Редкий художник так мало отдалялся от им созданного, и никогда и никто не жил так полно в своих творениях. Немцу и французу было бы легче попрать злосчастные моральные представления, но Эдгар По, рожденный и воспитанный особым образом, влачил у себя в душе угнетающее богобоязненное благочестие, от которого никогда не мог окончательно избавиться. До самых последних дней своих не размыкал По круговорот добра и зла. Это древнее пуританское проклятие довлело над ним, и ни одна обещанная викторианами казнь не миновала его – бедная его душа испила чашу преисподних страданий Иеронима Босха, Брейгеля и Гойи до окончательной капли.
О да, будь он преступником въяве, а не только в снах, заверши он свое существование на виселице, а не в больнице для бедняков, его жизнь была бы несчастной и жалкой… но не такой ужасной.
Но священные храмы подчас возводятся на костях, а лилии охотно растут на полях брани, залитых кровью. И нам выпало счастье увидеть великолепные цветы, выросшие из отравленного сердца Эдгара-поэта.
* * *
В парке Альгамбры плещут ручьи. Маленькие озорные ручейки, как весело щебечут они и журчат! Они быстро текут мимо по своим выложенным галькой руслам – точно такие же скоротечные, как и редкие счастливые часы в жизни поэта, те часы или даже минуты, когда он мог отдаваться невинным забавам.

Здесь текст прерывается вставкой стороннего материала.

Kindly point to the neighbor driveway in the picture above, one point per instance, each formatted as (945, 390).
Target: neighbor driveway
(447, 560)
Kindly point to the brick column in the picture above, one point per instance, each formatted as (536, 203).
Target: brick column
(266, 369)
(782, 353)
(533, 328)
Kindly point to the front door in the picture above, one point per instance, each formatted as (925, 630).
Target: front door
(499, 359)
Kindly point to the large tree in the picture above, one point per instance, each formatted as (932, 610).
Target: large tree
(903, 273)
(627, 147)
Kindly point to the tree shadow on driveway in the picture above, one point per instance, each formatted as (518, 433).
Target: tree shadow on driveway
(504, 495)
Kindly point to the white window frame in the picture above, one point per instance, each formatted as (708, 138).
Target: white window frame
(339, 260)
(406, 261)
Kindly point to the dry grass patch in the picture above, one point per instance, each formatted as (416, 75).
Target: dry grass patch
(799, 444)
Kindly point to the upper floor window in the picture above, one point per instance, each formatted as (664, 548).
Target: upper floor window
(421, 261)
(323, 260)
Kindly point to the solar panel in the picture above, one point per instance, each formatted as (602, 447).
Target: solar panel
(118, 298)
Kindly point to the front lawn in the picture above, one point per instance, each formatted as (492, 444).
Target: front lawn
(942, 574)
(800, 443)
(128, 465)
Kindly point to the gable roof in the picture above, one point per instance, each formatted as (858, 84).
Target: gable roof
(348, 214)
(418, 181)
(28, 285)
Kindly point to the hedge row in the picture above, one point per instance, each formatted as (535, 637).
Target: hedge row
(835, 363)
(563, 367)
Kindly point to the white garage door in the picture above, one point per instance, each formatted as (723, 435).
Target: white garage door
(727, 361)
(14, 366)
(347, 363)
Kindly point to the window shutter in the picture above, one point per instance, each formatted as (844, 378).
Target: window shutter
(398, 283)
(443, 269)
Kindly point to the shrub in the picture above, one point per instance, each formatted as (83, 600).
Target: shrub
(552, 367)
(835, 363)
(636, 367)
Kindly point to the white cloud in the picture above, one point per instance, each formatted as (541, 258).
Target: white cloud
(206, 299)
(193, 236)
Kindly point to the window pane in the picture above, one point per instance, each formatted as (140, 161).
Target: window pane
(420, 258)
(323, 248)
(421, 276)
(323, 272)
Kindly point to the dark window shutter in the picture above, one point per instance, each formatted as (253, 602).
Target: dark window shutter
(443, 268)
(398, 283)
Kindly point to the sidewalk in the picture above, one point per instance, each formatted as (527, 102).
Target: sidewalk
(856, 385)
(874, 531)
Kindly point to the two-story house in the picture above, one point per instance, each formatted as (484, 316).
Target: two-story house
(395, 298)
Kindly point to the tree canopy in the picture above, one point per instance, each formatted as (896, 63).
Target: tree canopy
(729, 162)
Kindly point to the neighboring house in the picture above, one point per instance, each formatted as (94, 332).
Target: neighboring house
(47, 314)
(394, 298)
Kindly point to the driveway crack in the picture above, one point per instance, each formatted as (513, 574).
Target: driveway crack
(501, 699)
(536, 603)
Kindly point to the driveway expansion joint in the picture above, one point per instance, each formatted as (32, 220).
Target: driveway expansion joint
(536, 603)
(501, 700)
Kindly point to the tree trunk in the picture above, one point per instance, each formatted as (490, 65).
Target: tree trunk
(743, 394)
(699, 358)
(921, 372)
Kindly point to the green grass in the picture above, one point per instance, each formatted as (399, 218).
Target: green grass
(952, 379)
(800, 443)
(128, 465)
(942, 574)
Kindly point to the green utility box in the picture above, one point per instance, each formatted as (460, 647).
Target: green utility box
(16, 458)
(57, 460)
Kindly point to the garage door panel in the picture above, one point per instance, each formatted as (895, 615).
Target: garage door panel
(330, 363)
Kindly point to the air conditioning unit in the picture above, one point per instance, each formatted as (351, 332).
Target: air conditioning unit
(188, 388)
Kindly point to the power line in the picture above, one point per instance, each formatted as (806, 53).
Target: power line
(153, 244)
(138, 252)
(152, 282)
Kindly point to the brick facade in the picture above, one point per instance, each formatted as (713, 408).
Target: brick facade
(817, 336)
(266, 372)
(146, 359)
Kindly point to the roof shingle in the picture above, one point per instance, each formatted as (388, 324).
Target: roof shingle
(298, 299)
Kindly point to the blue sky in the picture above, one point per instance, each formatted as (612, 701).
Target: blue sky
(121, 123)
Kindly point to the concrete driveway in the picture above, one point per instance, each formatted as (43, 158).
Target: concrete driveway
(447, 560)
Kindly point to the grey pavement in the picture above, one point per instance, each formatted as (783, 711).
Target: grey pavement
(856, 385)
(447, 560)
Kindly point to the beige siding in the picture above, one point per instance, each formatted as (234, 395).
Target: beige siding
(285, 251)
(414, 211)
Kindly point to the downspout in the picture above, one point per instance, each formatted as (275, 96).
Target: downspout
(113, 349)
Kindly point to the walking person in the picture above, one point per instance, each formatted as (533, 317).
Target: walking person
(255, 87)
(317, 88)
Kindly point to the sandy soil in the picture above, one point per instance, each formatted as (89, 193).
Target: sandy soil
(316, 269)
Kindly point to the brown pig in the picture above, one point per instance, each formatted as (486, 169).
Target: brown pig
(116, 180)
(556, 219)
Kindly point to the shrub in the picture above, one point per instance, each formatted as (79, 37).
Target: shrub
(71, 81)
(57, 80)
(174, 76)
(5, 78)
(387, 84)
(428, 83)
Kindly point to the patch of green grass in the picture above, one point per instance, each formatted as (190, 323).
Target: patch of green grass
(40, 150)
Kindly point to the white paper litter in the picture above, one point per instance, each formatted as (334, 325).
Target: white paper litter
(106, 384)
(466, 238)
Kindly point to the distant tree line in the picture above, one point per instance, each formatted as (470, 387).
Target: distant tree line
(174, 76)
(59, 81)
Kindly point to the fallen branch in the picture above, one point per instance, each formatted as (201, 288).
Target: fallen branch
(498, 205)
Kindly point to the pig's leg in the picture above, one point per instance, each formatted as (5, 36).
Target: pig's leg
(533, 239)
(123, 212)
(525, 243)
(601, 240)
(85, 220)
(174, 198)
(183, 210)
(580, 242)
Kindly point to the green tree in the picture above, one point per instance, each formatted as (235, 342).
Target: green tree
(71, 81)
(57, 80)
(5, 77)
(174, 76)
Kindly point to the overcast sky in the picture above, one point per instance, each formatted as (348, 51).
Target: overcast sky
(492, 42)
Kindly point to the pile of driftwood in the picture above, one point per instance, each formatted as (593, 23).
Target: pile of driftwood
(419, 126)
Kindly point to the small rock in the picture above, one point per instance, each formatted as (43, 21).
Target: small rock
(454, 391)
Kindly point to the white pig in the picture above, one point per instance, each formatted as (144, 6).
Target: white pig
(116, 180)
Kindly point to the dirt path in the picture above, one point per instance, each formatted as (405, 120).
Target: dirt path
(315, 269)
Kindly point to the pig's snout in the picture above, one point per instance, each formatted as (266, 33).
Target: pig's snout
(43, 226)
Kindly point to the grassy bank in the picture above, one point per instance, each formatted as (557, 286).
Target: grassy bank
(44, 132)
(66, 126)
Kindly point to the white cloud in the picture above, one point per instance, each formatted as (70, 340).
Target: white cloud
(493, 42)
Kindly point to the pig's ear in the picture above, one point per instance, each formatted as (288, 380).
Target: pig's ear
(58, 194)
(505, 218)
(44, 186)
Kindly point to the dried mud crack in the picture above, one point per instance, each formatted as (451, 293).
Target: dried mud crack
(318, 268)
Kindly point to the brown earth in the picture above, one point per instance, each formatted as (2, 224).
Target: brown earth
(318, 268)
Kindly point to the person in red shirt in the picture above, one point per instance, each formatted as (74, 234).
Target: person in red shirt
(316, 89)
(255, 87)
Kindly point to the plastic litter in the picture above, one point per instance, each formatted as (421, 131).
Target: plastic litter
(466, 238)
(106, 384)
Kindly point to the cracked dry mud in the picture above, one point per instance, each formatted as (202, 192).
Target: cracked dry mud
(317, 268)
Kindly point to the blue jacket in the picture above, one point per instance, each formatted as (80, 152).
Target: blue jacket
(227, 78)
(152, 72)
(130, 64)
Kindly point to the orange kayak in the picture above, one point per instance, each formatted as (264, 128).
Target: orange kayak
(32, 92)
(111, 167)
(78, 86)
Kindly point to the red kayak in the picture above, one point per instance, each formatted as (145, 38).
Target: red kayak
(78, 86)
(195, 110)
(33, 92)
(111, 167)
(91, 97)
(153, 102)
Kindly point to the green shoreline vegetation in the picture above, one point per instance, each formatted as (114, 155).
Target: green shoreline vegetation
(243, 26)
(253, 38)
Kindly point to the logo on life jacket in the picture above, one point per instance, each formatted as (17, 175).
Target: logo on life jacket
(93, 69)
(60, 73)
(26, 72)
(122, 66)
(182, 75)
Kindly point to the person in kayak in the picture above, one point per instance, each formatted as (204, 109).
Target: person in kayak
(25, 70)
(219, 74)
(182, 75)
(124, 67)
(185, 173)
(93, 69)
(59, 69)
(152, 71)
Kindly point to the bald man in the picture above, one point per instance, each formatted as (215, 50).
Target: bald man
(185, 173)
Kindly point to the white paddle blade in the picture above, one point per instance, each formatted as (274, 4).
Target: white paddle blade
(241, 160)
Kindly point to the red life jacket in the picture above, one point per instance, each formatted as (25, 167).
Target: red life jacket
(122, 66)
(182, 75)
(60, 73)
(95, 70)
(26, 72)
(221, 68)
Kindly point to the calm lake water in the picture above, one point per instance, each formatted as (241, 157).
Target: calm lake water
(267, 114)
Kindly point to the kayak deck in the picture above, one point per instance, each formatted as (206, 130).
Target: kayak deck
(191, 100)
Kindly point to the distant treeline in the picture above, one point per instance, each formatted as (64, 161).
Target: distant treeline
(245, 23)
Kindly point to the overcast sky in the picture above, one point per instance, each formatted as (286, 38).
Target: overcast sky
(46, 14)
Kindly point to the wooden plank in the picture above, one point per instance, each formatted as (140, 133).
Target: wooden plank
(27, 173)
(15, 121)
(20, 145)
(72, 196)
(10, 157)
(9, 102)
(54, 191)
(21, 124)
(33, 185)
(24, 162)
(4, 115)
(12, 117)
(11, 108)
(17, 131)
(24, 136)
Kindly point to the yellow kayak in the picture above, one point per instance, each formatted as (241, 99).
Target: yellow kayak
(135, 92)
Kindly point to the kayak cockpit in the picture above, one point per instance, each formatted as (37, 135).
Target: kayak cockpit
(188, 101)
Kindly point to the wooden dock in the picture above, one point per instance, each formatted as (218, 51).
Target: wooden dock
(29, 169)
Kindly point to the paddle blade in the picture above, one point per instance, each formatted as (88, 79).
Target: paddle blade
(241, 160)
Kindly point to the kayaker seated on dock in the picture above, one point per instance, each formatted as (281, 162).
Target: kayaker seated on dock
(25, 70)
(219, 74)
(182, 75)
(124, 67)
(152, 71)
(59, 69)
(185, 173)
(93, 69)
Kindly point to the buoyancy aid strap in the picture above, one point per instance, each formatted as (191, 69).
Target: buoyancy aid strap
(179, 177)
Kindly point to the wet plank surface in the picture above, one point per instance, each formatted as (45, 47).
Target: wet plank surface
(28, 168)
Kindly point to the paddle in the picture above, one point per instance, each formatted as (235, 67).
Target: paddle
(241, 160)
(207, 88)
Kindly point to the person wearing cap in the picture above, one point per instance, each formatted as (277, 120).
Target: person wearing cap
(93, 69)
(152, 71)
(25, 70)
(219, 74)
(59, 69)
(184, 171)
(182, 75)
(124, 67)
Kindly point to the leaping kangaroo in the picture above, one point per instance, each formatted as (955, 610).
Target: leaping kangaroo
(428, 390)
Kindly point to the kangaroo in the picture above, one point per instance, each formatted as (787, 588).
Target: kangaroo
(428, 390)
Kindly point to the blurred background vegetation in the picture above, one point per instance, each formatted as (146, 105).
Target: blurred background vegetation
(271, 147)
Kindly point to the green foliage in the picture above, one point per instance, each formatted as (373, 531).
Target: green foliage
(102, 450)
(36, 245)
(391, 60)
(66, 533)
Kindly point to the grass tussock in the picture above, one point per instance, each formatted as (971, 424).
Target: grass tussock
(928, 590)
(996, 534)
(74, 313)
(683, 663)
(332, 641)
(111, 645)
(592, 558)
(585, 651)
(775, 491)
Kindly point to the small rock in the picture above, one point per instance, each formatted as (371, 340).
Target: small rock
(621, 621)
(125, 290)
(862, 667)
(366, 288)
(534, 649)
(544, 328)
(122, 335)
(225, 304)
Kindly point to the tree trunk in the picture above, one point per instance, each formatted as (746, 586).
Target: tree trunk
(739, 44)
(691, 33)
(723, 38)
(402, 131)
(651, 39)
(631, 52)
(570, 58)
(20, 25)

Да, По видел и светлые сны – например, о мужичонке с непомерно большим носом, которым вдруг восхитился весь мир, от художников, желающих изобразить его, до знатных дам, стремящихся запечатлеть на нем поцелуй. А рассказ, посвященный этому оригиналу и чудаку, «Светский лев»[84], во многом предвосхитил стиль Марка Твена – только у По такие гротески и преувеличения даже более «воздушные» и естественные! Ни в одной другой его истории так полно не раскрыт талант По-каламбуриста.
Он посмеивается над нищенской похлебкой, которой потчуют еженедельники своих благонравных читателей, учит мисс Зенобию, как нужно писать сенсационный рассказ для журнала «Блэквуд», дает голос досточтимому мистеру Каквасу Таму, эсквайру и издателю «Абракадабры», чтобы тот занятно сплетничал о своей литературной жизни. Как легко, как незлобиво и уместно шутит этот угрюмый поэт – точно журчит ручеек, бегущий через парк Альгамбры…
Но вслушайтесь – примешивается к тому звуку и тоскливая, страждущая нота.
Это всего лишь соловей кричит там, за журчанием воды – и будто бы в птичьем крохотном теле тоже сокрыт голос поэта! Такой чистый и непорочный, что посрамить мог бы и святую Цецилию Римскую, принудил бы бросить в досаде скрипку наземь. И Аполлон отказался бы от своей лиры, услышь он его. Пусть даже сам Ад не был достаточно глубок для поэта в его греховных снах, пречистые небеса не вполне высоки для одухотворенных его песен.